Some counties in the Deep South resorted to harsher means of preventing local blacks from voting. They jailed black applicants and firebombed places where voter education classes had been conducted, such as Mt. Olive Baptist Church in Terrell County, Georgia. They threatened, beat, and in some cases, murdered black applicants.

All of these social barriers were aided by the underlying job discrimination; while the freed slaves often had artisan's skills, these were eroded over the next generation without the incentive and supportive environment that the old plantation system had allowed.

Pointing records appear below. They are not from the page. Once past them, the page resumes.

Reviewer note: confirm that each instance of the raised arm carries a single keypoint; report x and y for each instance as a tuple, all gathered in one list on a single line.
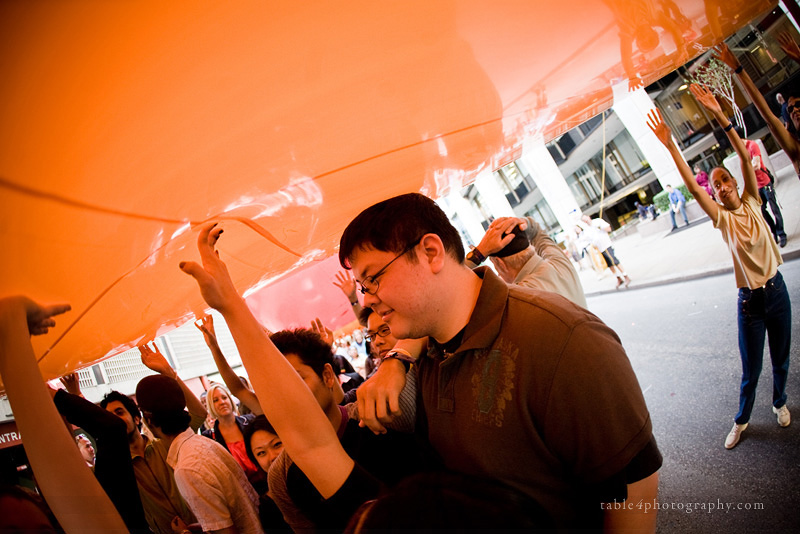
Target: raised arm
[(498, 235), (789, 46), (71, 490), (379, 397), (782, 135), (705, 97), (664, 134), (206, 325), (154, 360), (307, 435)]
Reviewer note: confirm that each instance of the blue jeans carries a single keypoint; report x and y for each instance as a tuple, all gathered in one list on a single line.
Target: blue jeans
[(761, 312)]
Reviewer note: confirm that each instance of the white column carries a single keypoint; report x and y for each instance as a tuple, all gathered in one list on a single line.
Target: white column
[(454, 203), (543, 169), (493, 195), (632, 109)]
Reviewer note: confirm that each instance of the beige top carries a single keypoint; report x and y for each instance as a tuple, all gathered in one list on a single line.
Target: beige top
[(549, 268), (755, 254)]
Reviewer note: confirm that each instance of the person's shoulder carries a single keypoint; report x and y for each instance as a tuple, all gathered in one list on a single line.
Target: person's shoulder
[(246, 419), (530, 304)]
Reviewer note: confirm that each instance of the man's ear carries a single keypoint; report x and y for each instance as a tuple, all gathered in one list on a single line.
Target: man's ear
[(328, 376), (433, 249)]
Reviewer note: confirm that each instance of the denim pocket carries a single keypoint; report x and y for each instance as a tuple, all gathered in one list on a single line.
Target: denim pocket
[(754, 303)]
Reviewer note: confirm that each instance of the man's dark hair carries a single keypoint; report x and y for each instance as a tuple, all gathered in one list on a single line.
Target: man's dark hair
[(306, 345), (126, 401), (394, 224), (259, 423), (171, 423), (459, 503)]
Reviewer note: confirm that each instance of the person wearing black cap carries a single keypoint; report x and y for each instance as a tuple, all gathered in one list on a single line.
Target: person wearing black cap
[(529, 259), (209, 479)]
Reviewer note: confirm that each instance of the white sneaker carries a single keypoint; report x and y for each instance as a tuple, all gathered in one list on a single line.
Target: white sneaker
[(784, 418), (734, 435)]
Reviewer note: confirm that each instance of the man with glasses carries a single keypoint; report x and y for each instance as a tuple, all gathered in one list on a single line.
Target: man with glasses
[(519, 385), (383, 344)]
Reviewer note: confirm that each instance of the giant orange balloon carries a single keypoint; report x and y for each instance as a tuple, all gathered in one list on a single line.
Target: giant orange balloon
[(124, 124)]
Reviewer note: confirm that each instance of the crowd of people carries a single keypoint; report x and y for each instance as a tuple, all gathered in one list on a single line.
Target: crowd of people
[(468, 398)]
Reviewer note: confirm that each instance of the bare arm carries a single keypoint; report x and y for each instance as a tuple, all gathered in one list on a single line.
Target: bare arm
[(346, 282), (640, 514), (289, 405), (71, 490), (664, 134), (206, 325), (782, 135), (379, 397), (705, 97), (153, 359)]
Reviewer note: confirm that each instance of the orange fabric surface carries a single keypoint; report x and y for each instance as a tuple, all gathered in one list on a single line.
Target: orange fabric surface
[(123, 124)]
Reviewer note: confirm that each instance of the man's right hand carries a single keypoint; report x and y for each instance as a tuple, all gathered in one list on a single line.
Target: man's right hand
[(499, 234), (379, 397)]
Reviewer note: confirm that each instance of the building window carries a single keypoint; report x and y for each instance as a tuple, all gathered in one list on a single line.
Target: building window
[(512, 182), (543, 215)]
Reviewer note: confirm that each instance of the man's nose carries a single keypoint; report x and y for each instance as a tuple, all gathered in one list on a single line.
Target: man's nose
[(370, 300)]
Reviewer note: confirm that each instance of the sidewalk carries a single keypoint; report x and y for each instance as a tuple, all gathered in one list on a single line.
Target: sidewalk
[(696, 251)]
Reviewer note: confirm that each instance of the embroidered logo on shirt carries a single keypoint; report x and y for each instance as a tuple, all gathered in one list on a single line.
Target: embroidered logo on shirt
[(492, 382)]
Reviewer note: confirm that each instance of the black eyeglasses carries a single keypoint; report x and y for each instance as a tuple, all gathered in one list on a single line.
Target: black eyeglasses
[(369, 285), (383, 331)]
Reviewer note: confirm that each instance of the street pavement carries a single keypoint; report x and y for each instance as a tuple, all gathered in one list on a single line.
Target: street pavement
[(696, 251), (682, 342), (677, 322)]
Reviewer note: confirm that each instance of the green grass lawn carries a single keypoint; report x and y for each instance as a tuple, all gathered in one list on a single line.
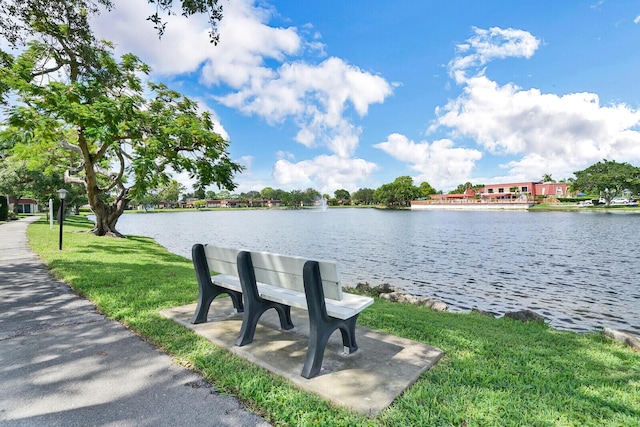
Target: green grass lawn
[(496, 372)]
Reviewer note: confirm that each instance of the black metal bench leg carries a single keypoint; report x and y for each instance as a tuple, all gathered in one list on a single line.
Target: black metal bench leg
[(254, 305), (207, 291), (321, 325)]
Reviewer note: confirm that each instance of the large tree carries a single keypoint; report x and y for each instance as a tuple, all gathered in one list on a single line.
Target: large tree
[(16, 15), (608, 179), (72, 92), (400, 192)]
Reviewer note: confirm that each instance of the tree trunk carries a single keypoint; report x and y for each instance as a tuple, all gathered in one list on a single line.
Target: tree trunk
[(107, 217)]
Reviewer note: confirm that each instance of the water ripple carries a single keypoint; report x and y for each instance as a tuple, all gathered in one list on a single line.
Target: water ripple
[(580, 270)]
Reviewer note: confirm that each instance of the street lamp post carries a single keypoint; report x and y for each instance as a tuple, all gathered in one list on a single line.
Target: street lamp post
[(62, 194)]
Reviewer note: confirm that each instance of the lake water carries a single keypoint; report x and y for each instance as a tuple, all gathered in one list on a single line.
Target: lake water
[(581, 270)]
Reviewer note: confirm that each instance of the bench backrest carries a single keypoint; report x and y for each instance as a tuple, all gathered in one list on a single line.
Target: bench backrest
[(276, 270)]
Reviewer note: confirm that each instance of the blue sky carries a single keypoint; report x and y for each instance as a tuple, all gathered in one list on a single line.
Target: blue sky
[(352, 94)]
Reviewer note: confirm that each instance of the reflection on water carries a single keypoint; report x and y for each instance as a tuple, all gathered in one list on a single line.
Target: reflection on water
[(580, 270)]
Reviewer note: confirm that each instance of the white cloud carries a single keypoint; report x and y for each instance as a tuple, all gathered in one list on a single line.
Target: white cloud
[(547, 130), (439, 163), (316, 97), (324, 173), (487, 45)]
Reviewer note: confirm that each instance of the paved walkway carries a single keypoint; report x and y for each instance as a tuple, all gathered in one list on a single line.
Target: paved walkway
[(64, 364)]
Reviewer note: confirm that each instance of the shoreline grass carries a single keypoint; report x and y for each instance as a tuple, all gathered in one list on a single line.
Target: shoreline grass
[(495, 371)]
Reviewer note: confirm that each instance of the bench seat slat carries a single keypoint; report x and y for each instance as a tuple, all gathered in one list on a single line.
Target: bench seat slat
[(349, 306)]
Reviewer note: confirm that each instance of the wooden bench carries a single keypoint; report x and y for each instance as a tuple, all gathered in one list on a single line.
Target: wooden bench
[(258, 281)]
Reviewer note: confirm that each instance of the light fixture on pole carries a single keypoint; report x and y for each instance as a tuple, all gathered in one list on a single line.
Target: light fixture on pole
[(62, 194)]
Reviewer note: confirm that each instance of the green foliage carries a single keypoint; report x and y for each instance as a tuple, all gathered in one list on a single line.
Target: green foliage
[(608, 179), (16, 15), (117, 143), (363, 196), (342, 194), (495, 372), (4, 208), (398, 193), (425, 189), (460, 189)]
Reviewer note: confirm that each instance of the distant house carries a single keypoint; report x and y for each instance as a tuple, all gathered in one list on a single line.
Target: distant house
[(519, 190), (24, 205), (509, 193)]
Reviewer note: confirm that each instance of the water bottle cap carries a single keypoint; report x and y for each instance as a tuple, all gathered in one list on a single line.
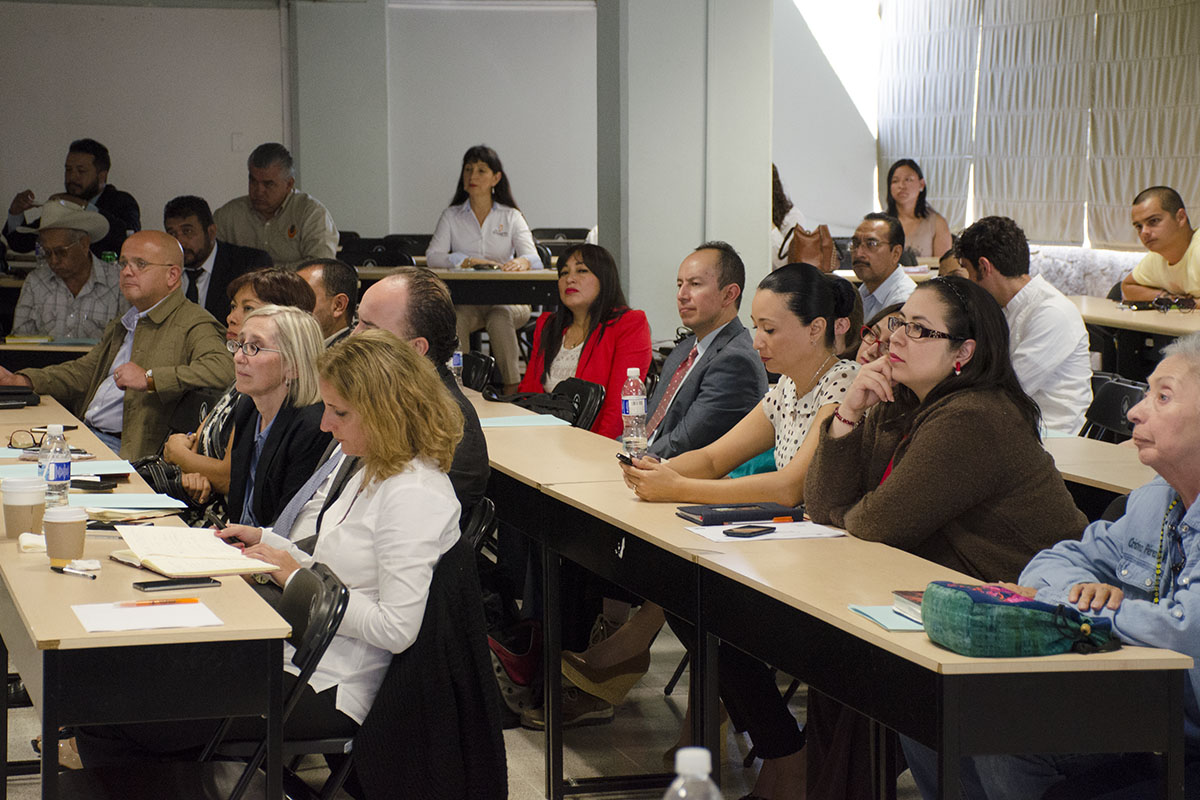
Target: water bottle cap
[(694, 761)]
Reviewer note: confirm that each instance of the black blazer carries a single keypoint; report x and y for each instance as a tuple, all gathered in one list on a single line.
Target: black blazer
[(289, 456), (231, 262), (119, 208)]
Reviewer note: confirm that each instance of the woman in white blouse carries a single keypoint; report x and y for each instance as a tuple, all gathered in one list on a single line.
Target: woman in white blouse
[(485, 229), (383, 536)]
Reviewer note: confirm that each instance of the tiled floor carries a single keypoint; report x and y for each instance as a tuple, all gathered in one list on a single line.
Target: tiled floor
[(645, 727)]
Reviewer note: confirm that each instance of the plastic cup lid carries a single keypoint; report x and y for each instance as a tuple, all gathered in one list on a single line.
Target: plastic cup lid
[(66, 513)]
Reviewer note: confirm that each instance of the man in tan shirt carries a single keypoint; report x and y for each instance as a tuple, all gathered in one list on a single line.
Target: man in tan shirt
[(274, 216)]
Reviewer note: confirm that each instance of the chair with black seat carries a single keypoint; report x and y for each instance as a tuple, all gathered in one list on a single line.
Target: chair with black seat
[(586, 396), (1108, 415), (478, 371)]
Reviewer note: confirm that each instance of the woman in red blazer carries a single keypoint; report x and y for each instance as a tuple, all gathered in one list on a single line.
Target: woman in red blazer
[(593, 335)]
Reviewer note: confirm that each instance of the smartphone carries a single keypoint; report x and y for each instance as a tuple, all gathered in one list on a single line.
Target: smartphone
[(175, 583), (749, 531)]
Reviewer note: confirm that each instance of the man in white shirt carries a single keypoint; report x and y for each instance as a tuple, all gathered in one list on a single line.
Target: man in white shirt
[(875, 252), (1047, 336), (291, 226)]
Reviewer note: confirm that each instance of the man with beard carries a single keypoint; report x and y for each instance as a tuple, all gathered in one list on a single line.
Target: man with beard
[(209, 265), (85, 181)]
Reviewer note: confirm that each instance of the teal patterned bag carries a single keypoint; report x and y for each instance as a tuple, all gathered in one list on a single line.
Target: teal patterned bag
[(993, 621)]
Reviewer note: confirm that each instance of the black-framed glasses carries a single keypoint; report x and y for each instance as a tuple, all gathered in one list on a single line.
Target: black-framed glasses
[(25, 439), (249, 348), (918, 331), (138, 264), (1186, 305)]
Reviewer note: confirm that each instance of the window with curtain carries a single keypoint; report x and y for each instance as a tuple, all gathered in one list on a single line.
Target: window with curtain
[(1079, 104)]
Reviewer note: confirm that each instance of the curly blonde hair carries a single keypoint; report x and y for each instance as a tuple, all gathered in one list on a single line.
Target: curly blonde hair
[(400, 397)]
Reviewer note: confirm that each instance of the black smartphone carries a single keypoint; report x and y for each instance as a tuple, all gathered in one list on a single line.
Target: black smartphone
[(749, 531), (175, 583)]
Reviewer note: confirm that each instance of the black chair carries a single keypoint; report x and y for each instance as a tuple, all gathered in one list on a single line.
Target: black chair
[(412, 244), (586, 396), (478, 371), (1107, 416)]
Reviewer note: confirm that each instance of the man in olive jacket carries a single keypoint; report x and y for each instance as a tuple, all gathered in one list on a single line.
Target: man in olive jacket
[(129, 385)]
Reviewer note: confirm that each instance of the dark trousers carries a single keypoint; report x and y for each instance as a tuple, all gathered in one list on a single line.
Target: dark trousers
[(748, 687), (315, 716)]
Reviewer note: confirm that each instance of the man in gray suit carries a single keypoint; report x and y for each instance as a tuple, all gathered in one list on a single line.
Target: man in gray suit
[(714, 377)]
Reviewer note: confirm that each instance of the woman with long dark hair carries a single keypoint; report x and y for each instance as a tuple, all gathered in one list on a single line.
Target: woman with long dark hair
[(485, 229), (925, 232), (593, 334)]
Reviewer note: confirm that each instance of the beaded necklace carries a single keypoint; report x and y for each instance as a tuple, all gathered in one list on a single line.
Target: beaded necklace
[(1162, 540)]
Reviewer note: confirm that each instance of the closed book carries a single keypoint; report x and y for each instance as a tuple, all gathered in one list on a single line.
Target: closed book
[(906, 602), (723, 513)]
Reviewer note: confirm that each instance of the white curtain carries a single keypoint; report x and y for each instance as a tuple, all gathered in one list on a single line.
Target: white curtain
[(1031, 134), (1145, 110), (927, 96)]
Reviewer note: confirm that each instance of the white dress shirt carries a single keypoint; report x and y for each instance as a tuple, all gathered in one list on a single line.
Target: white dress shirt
[(1049, 346), (504, 235), (895, 288), (383, 541)]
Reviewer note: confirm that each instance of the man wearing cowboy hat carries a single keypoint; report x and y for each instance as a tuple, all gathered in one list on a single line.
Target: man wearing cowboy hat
[(85, 182), (72, 294)]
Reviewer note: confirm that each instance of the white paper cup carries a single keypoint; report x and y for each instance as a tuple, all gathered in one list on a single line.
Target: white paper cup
[(24, 500)]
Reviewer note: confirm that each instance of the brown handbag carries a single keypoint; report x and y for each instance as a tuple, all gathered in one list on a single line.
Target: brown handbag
[(810, 247)]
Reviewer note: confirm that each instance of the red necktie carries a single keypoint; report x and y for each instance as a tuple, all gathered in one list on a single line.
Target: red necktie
[(672, 388)]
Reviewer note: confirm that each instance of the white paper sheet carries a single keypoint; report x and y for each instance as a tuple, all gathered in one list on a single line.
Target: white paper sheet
[(112, 617), (783, 530)]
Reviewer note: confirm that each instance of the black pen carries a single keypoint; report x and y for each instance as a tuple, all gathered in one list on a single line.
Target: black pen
[(67, 570)]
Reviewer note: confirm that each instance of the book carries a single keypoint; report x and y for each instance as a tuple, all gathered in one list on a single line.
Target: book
[(906, 602), (184, 552), (721, 513)]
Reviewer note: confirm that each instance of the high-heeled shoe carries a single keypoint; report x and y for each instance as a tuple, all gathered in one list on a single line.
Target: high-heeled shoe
[(611, 684)]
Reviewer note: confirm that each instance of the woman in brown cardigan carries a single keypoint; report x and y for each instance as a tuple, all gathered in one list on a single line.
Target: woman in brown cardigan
[(948, 465)]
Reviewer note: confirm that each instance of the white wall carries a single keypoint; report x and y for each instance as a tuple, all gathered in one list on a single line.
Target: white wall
[(178, 95), (823, 149), (519, 78)]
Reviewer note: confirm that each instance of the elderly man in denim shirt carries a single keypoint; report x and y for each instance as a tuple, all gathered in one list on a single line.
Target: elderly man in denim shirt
[(1139, 572)]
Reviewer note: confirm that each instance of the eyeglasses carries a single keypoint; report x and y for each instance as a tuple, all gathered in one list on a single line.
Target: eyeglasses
[(249, 348), (1186, 305), (870, 336), (55, 253), (137, 264), (871, 245), (918, 331), (25, 439)]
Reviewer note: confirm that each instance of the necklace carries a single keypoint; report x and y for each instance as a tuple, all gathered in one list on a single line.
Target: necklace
[(1162, 539)]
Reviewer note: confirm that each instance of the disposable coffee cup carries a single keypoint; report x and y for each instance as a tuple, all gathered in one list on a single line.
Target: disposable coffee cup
[(24, 500), (65, 530)]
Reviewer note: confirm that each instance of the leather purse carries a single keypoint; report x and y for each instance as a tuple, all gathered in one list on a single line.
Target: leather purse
[(813, 247)]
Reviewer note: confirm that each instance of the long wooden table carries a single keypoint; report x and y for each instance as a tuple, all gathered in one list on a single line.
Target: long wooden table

Instead, sharecropping and low-wage labor served to enforce economic insecurity in the black population; only a small middle class of ministers and educators remained.

Southern blacks who resisted segregation, particularly those in rural areas, lived in constant fear--fear of their employers, who vowed to fire them; fear of " white citizens' councils," who adopted policies of economic reprisal against demonstrators; and fear of white vigilante groups like the Ku Klux Klan, who exerted an often-unchecked reign of terror across the South, where lynching of African Americans was a common occurrence and rarely prosecuted. Nearly 4,500 African Americans were lynched in the United States between 1882 and the early 1950s.